Analysis: Team Orders Go Back a Long Way in F1
Ferrari's use of controversial 'team orders' in Sunday's Austrian Grand Prix is rooted in bitter lessons learned in the past.
Ferrari's use of controversial 'team orders' in Sunday's Austrian Grand Prix is rooted in bitter lessons learned in the past.
Technical director Ross Brawn said after the race that the World Champions, who went 21 years without winning the drivers' crown until Michael Schumacher's title of 2000, never underestimated rivals.
"We lost the championship at the last race in 1997, '98, '99," he told reporters, "and I remember at Jerez and Suzuka after two of those occasions, asking ourselves if there was anything we could have done differently during the season to influence it."
'Team orders' have been part of Formula One since the old days, when drivers wore thin cotton overalls and goggles and handed over their cars to allow more senior teammates to continue and win.
But Sunday's example was particularly blatant and came after only a third of the season.
"The bottom line is that going into the race Michael had 44 points and Rubens had six," said Brawn. "Michael broke his leg in 1999 and there's no knowing what is going to happen. We are not conceited enough to think that we have such an advantage that we can forget about our competitors."
Past Examples
Ferrari invoked team orders several times in the 1999 season, once with Schumacher returning from his broken leg to help Eddie Irvine challenge for the title.
Before that, Finland's Mika Salo, who has yet to win a race, handed Irvine a victory while standing in for the convalescent Schumacher.
Australia in 1998 was the race that sparked the biggest 'team orders' furore before Sunday.
That time it was the McLarens, with David Coulthard handing over to allow Mika Hakkinen to win the season opener according to a pre-race agreement between the drivers.
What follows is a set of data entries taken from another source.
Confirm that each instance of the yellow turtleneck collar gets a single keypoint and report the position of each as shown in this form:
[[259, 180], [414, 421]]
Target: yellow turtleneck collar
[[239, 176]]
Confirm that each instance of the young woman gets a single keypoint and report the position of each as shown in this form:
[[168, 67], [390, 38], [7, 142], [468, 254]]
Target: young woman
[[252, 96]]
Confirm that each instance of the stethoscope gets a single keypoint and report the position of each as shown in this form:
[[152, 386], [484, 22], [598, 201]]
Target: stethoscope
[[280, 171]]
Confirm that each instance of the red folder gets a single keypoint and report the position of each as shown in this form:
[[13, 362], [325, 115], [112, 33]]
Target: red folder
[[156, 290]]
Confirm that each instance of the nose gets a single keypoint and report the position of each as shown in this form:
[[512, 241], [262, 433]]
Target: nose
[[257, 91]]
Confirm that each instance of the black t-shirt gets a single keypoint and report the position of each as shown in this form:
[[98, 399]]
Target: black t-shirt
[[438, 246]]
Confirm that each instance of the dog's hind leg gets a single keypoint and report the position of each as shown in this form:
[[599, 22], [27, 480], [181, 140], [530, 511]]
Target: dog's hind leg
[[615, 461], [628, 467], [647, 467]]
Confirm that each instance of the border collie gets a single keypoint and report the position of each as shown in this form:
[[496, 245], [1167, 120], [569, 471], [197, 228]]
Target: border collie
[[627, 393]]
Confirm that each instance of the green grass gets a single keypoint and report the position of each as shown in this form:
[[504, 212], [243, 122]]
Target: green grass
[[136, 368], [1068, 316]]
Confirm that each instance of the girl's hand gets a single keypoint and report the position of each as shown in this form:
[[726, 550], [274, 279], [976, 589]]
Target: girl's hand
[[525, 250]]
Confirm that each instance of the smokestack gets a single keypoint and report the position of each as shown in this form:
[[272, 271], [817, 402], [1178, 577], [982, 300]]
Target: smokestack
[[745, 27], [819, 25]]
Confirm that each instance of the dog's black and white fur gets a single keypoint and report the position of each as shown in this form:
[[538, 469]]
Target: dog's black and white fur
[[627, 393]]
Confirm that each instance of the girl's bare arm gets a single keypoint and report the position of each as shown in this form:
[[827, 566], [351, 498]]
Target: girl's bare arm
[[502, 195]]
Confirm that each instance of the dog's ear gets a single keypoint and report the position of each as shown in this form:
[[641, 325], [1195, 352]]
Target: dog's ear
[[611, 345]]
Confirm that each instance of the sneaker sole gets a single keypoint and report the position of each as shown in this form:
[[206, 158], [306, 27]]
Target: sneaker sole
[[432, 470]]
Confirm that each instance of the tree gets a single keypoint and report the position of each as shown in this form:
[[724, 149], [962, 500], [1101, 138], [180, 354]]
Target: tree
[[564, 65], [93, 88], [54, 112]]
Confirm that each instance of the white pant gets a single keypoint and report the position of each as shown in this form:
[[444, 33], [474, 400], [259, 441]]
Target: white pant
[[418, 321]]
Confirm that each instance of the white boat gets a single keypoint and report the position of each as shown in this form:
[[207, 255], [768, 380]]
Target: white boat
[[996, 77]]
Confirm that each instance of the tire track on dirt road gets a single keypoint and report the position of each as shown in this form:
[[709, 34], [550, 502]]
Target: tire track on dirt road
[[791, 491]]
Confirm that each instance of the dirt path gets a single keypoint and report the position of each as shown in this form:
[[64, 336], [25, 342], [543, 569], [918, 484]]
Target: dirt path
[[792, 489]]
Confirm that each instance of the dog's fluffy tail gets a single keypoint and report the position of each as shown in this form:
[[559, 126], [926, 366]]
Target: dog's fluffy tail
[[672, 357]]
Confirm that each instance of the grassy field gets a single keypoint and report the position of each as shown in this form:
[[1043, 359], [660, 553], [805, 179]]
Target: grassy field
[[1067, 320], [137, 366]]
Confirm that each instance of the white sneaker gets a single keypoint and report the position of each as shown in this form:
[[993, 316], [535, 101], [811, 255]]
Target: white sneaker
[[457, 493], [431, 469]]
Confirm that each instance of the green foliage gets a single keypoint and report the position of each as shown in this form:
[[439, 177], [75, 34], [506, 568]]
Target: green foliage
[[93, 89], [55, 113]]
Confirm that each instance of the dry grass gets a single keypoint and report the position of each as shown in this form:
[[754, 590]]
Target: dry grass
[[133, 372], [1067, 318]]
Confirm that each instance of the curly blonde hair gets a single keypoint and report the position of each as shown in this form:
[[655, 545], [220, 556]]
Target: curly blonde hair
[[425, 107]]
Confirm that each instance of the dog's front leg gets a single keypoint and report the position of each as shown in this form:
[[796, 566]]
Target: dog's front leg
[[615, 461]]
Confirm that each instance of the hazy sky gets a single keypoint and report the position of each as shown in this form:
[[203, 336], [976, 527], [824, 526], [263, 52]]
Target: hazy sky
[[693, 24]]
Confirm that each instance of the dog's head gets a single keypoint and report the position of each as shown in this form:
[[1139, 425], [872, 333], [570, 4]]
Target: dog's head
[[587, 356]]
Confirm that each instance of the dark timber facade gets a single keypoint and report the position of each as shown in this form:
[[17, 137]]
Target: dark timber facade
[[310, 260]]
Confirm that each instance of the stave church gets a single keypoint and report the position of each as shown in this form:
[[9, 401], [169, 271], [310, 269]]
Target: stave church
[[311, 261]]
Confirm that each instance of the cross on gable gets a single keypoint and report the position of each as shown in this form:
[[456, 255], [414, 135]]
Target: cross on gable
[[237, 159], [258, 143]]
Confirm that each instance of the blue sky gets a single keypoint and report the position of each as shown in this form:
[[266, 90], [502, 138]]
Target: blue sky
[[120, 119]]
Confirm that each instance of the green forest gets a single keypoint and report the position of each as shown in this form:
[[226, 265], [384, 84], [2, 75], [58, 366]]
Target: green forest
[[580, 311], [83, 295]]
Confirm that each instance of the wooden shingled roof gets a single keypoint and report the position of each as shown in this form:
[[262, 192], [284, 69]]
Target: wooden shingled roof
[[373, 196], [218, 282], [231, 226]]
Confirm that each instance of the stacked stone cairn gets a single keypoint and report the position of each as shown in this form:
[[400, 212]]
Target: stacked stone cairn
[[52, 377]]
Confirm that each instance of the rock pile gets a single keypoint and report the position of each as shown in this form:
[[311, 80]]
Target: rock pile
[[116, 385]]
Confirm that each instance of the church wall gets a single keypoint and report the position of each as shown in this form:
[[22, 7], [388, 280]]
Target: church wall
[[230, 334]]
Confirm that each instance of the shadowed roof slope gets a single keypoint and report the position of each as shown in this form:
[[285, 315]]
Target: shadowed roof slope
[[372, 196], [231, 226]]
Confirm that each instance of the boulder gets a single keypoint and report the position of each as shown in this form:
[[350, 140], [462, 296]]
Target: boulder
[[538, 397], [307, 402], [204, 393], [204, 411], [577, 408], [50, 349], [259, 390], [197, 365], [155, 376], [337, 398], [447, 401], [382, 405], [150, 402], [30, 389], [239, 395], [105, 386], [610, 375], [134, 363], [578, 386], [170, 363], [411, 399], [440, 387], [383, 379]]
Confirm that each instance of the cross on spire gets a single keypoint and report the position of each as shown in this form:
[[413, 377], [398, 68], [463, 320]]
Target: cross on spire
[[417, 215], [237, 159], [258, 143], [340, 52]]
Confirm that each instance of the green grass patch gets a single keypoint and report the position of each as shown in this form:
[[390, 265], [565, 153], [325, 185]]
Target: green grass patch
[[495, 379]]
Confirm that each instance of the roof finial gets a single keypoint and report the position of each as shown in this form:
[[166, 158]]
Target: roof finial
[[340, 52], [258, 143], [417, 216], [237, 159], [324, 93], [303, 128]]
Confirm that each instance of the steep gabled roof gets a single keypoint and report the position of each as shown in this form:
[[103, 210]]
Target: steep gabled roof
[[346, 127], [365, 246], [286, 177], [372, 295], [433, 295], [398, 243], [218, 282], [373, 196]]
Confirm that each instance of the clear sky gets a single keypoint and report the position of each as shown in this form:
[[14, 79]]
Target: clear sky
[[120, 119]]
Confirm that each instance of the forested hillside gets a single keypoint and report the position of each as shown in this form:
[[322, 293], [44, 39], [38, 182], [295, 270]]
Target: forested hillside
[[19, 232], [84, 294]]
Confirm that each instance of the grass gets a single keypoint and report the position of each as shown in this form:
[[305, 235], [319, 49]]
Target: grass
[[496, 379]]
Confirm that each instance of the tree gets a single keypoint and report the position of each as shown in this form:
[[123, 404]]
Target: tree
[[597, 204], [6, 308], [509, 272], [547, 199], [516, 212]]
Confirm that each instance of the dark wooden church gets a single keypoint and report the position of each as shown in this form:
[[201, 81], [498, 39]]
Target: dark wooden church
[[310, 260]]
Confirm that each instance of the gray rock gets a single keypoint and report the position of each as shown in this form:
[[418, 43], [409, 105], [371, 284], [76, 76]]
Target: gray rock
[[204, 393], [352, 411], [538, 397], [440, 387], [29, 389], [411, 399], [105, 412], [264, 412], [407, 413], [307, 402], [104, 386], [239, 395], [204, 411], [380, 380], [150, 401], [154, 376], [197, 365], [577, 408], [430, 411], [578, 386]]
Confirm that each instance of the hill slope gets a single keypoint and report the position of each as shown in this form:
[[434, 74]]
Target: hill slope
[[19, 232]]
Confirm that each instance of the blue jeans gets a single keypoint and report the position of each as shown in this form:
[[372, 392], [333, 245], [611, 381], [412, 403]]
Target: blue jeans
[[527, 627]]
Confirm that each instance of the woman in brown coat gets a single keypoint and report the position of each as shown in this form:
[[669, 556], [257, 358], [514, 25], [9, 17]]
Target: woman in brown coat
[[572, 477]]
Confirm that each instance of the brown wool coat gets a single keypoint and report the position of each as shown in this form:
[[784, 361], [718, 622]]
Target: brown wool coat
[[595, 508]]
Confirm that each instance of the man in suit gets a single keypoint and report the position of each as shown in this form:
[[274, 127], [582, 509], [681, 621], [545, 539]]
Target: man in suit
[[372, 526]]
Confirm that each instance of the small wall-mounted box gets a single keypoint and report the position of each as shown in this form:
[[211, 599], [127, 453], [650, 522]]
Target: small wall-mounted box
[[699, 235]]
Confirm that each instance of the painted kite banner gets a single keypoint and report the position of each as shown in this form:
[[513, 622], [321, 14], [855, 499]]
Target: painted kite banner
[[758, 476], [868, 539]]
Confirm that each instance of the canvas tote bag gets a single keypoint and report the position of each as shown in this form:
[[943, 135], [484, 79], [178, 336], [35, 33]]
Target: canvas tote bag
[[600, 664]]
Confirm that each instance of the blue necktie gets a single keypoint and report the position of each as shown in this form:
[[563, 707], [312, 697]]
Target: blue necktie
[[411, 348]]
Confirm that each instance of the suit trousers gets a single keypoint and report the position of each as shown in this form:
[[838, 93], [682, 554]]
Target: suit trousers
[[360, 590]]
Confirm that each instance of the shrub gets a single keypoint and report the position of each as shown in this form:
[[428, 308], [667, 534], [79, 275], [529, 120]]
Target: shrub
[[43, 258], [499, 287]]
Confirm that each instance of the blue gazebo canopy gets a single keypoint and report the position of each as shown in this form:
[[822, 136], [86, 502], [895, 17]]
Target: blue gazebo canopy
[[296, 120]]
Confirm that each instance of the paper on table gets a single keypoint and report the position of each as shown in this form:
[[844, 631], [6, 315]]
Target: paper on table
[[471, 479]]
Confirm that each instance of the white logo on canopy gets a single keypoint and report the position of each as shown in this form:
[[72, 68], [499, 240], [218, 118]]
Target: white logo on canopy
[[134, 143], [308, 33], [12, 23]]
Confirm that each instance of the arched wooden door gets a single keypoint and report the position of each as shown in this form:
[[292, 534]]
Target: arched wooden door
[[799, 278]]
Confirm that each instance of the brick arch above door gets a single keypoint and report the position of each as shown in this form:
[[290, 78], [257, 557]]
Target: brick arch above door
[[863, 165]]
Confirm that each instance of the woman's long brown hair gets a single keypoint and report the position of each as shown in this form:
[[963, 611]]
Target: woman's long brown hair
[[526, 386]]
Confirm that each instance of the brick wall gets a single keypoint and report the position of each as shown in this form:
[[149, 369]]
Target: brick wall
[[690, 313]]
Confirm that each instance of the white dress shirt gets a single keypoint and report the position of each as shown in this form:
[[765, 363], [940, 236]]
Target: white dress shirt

Hakkinen had led the race initially but suffered when the team called in him in to the pits in error. The governing FIA clarified the rules on 'team orders' after that.
At the end of the 1997 season, there was a controversy involving allegations of collusion between McLaren and Williams.
Canadian Jacques Villeneuve, in a Williams, was fighting Schumacher for the title in the final race of the season while McLaren were out of contention.
Once Schumacher went out of the race, Villeneuve - for whom third place was enough to be champion - allowed the McLarens to finish first and second.
In 1991, Ayrton Senna made a particularly blatant gesture in Japan in favour of his Austrian teammate Gerhard Berger while at McLaren.
Senna, who slowed on the last lap, was repaying Berger for his hard work in helping the Brazilian win the title but he made it abundantly clear who was in control of the race.
Twenty years ago, there was a notorious incident involving Ferrari when Frenchman Didier Pironi reneged on a verbal agreement with Gilles Villeneuve and overtook the Canadian to win at Imola.
Argentine Carlos Reutemann also famously ignored team orders when at Williams in 1981, refusing to allow Australian Alan Jones past in Brazil.